1. A Dockerised backend that stores data and runs processing workloads.
2. A Next.js web client for browser capture, review, and administration.
3. Celery worker services that transcode live browser segments and run the transcription, diarisation, speaker, and AI processing pipeline.

## Core Components

### Backend

The backend is responsible for:

- API endpoints.
- Authentication and authorisation.
- Recording lifecycle management.
- Background task dispatch.
- Calendar sync orchestration.
- Release metadata and system operations.

The processing-heavy work runs in Celery workers rather than inside API endpoints.

### Web Client

The web client is responsible for:

- Dashboard workflows.
- Recordings workspace and transcript review.
- Speaker management.
- Notes, meeting chat, and document upload.
- User, admin, and system settings.
- Browser capture orchestration through `getDisplayMedia`, `getUserMedia`, Web Audio mixing, MediaRecorder segmenting, sequenced upload, live waveform state, pause/resume, and finalize controls. Mobile Chrome uses the same lifecycle with a microphone-only `getUserMedia` path.

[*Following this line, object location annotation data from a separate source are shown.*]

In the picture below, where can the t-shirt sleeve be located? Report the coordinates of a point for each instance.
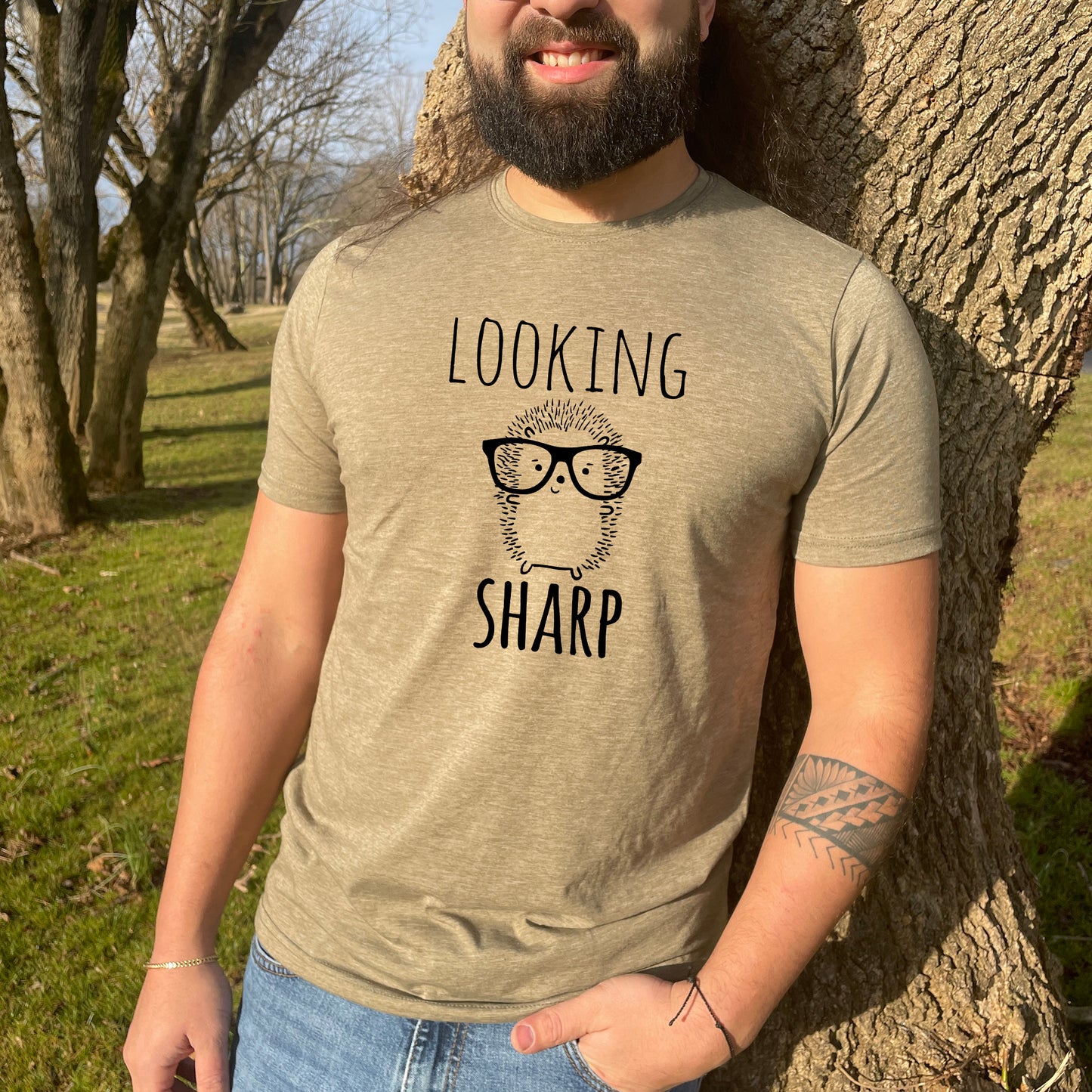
(301, 466)
(874, 493)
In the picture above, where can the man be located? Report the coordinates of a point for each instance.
(534, 461)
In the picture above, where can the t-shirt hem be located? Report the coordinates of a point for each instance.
(876, 549)
(394, 1003)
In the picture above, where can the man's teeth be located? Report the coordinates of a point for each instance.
(567, 60)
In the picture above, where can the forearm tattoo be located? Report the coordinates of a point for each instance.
(851, 815)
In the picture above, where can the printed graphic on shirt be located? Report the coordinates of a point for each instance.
(561, 475)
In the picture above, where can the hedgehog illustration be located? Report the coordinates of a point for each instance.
(561, 473)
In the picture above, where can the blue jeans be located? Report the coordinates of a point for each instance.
(294, 1037)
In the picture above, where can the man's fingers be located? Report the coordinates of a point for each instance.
(559, 1023)
(211, 1066)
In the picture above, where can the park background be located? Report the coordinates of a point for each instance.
(104, 630)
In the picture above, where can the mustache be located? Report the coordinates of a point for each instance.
(601, 29)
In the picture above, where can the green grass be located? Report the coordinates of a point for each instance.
(98, 667)
(1043, 692)
(92, 751)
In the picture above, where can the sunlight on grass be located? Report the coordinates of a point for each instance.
(100, 664)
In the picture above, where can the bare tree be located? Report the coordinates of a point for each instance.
(949, 142)
(287, 149)
(208, 54)
(68, 71)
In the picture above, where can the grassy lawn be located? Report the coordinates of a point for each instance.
(97, 670)
(1043, 692)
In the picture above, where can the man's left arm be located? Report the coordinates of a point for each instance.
(868, 637)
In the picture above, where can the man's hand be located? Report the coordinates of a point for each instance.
(623, 1032)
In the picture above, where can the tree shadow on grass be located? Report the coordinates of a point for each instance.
(184, 503)
(243, 385)
(230, 426)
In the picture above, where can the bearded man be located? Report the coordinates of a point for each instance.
(535, 459)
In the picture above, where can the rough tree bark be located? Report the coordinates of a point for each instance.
(79, 54)
(153, 233)
(951, 144)
(206, 326)
(42, 481)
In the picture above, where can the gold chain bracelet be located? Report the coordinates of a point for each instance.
(186, 962)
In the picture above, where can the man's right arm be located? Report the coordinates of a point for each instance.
(252, 710)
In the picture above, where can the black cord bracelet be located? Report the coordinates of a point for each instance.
(694, 985)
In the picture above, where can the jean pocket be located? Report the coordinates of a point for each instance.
(583, 1069)
(267, 962)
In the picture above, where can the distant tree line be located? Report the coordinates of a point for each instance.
(232, 131)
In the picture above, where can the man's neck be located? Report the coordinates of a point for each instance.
(640, 188)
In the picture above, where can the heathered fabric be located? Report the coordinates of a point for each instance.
(533, 738)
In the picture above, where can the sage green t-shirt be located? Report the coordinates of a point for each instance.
(574, 456)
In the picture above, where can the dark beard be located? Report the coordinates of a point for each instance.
(566, 135)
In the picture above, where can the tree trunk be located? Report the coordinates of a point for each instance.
(252, 252)
(79, 54)
(206, 328)
(154, 234)
(949, 142)
(42, 481)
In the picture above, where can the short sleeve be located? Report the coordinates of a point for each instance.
(301, 466)
(874, 493)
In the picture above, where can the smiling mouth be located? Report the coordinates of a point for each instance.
(569, 59)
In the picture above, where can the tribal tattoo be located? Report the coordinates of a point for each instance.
(851, 814)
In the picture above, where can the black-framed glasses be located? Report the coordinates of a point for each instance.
(602, 472)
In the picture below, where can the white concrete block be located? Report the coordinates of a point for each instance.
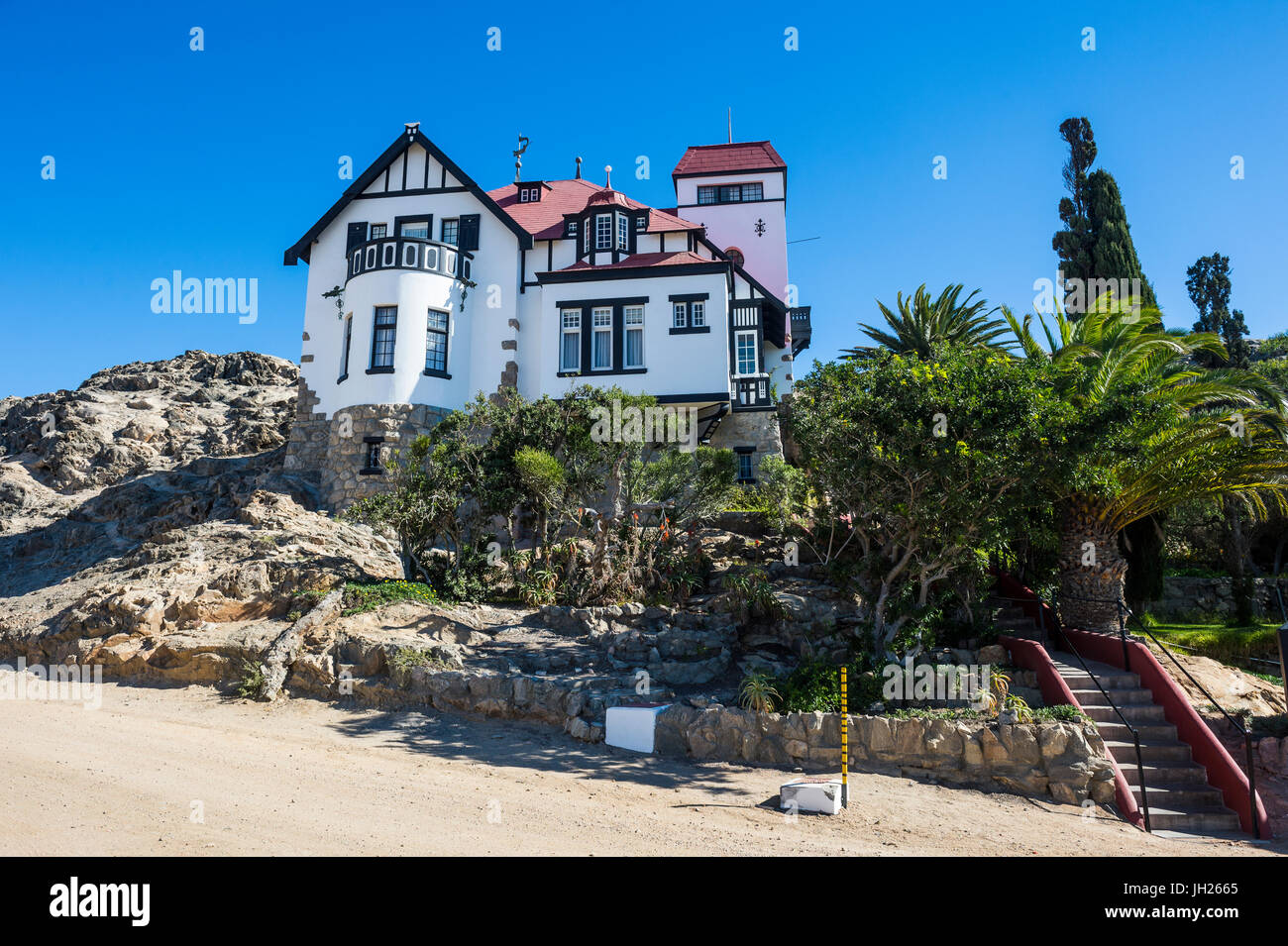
(820, 796)
(631, 727)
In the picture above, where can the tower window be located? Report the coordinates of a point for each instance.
(732, 193)
(601, 356)
(348, 344)
(436, 343)
(570, 340)
(382, 338)
(632, 318)
(745, 349)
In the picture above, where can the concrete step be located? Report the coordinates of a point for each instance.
(1162, 773)
(1136, 713)
(1090, 696)
(1119, 732)
(1166, 753)
(1205, 820)
(1180, 796)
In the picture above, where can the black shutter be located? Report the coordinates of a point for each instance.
(469, 235)
(357, 235)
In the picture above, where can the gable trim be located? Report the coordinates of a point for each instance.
(303, 246)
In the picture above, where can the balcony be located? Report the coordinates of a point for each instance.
(802, 328)
(408, 253)
(751, 392)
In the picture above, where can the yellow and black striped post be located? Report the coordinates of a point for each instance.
(845, 740)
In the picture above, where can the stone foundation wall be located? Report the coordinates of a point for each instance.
(758, 429)
(336, 447)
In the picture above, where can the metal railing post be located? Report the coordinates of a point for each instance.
(1122, 635)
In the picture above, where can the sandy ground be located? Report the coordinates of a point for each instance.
(185, 771)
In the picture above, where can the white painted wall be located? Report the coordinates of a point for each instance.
(734, 224)
(675, 364)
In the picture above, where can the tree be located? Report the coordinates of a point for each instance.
(921, 323)
(927, 464)
(1095, 248)
(1209, 284)
(1151, 430)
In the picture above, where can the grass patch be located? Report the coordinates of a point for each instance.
(360, 598)
(1222, 643)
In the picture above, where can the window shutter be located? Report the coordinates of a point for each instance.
(469, 236)
(357, 235)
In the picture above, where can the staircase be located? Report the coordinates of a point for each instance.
(1180, 798)
(1010, 619)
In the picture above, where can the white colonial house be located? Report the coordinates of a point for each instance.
(447, 289)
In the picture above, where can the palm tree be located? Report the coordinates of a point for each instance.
(1168, 431)
(922, 323)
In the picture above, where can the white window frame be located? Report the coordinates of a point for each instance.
(627, 327)
(595, 330)
(570, 321)
(737, 354)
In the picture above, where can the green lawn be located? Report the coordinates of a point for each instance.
(1222, 643)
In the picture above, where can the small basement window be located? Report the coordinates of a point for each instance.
(373, 455)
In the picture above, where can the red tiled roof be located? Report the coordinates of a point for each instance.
(544, 218)
(720, 158)
(664, 259)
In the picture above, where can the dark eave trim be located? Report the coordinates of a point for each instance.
(303, 246)
(561, 275)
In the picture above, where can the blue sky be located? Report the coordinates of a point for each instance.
(214, 162)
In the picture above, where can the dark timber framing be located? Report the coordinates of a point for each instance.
(303, 246)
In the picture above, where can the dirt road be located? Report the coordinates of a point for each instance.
(185, 771)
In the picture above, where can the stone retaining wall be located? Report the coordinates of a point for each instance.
(336, 447)
(1199, 596)
(1063, 760)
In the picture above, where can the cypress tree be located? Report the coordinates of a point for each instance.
(1095, 242)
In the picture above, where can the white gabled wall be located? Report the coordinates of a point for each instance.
(734, 224)
(675, 364)
(476, 358)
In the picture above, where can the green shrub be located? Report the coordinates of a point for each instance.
(1061, 713)
(360, 598)
(1271, 725)
(250, 681)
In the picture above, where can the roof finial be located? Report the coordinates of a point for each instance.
(518, 158)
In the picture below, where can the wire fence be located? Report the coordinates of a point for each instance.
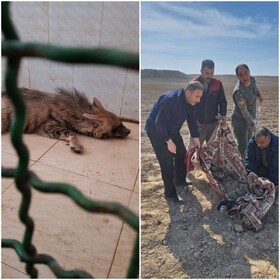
(14, 50)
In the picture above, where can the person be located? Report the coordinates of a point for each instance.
(262, 155)
(245, 95)
(163, 126)
(212, 103)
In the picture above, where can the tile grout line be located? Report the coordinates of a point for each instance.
(117, 245)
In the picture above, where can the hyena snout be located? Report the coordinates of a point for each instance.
(120, 131)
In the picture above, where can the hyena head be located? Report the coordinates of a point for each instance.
(105, 124)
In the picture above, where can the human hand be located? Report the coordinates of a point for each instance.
(196, 142)
(171, 146)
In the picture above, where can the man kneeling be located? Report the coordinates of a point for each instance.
(262, 155)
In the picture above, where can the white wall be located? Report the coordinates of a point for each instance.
(83, 24)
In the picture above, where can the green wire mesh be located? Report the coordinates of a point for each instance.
(15, 50)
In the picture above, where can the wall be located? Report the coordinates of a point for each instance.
(82, 24)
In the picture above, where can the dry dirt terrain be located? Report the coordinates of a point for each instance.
(194, 240)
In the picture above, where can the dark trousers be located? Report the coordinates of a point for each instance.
(243, 133)
(173, 166)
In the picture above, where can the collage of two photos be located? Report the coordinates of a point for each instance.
(140, 140)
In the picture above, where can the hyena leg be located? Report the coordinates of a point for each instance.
(58, 131)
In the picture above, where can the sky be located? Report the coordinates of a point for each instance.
(179, 35)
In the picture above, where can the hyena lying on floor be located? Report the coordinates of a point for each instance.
(63, 114)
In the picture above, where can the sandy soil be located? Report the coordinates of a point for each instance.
(194, 240)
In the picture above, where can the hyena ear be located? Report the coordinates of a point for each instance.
(97, 103)
(90, 116)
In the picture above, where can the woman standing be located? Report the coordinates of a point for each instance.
(245, 95)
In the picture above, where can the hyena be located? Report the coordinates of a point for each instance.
(62, 115)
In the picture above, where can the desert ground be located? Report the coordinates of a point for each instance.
(194, 240)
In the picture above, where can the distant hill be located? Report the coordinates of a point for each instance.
(174, 76)
(165, 75)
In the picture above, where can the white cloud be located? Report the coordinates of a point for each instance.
(189, 21)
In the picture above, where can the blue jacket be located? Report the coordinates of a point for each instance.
(254, 158)
(168, 114)
(212, 103)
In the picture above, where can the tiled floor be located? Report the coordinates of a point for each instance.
(97, 243)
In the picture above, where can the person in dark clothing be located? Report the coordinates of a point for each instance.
(245, 95)
(213, 102)
(163, 127)
(262, 155)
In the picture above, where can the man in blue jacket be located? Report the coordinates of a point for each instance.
(262, 155)
(213, 102)
(163, 127)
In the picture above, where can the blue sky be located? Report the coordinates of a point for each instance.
(179, 35)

The web client is the only live capture surface. Unsupported browsers retain review, playback, admin, and settings capabilities, but cannot start live recording.

### Browser Capture Stack

The browser capture stack is responsible for:

- Prompting for shared tab, window, or screen audio.
- Prompting for microphone access.
- Mixing shared audio and microphone audio in the browser on desktop, or recording microphone-only audio on mobile Chrome.
- Recording short WebM/Opus, Ogg/Opus, or MP4 audio slices and uploading them with session-cookie authentication.
- Preserving the browser-live source layout after worker transcode as 16 kHz, two-channel WAV: channel 0 is shared/system audio when available and channel 1 is microphone audio.
- Exposing analyser output to the live waveform UI.
- Moving recordings to `PAUSED` on real tab unload or app navigation away, then requiring resume or discard before another capture starts.

## Recording Flow

1. The browser authenticates through a Secure HttpOnly session cookie.
2. From the **Meet Now** card, the user clicks **Start Meeting** in Chrome on Windows, Linux, or macOS, another supported desktop Chromium browser, or Chrome on Android/iOS for microphone-only recording.
3. `/recordings/init` creates an `UPLOADING` recording for the current user. The same browser session is used for segment, pause, resume, discard, and finalize operations.
4. On desktop, the browser asks for shared tab/window/screen audio and microphone access, mixes those streams, and records short audio slices. On mobile Chrome, the browser asks for microphone access only and records microphone-only slices.
5. The browser uploads segments to `/recordings/{id}/segment?sequence=N` with monotonically increasing 0-based sequence numbers.
6. The worker transcodes each browser segment to 16 kHz, two-channel WAV and dispatches the live transcription lane. Channel 0 is shared/system audio when available and channel 1 is microphone audio.
7. Finalisation concatenates the completed WAV segments, queues backend processing, and triggers proxy generation.
8. The web client shows a live capture or processing status workspace while the job runs.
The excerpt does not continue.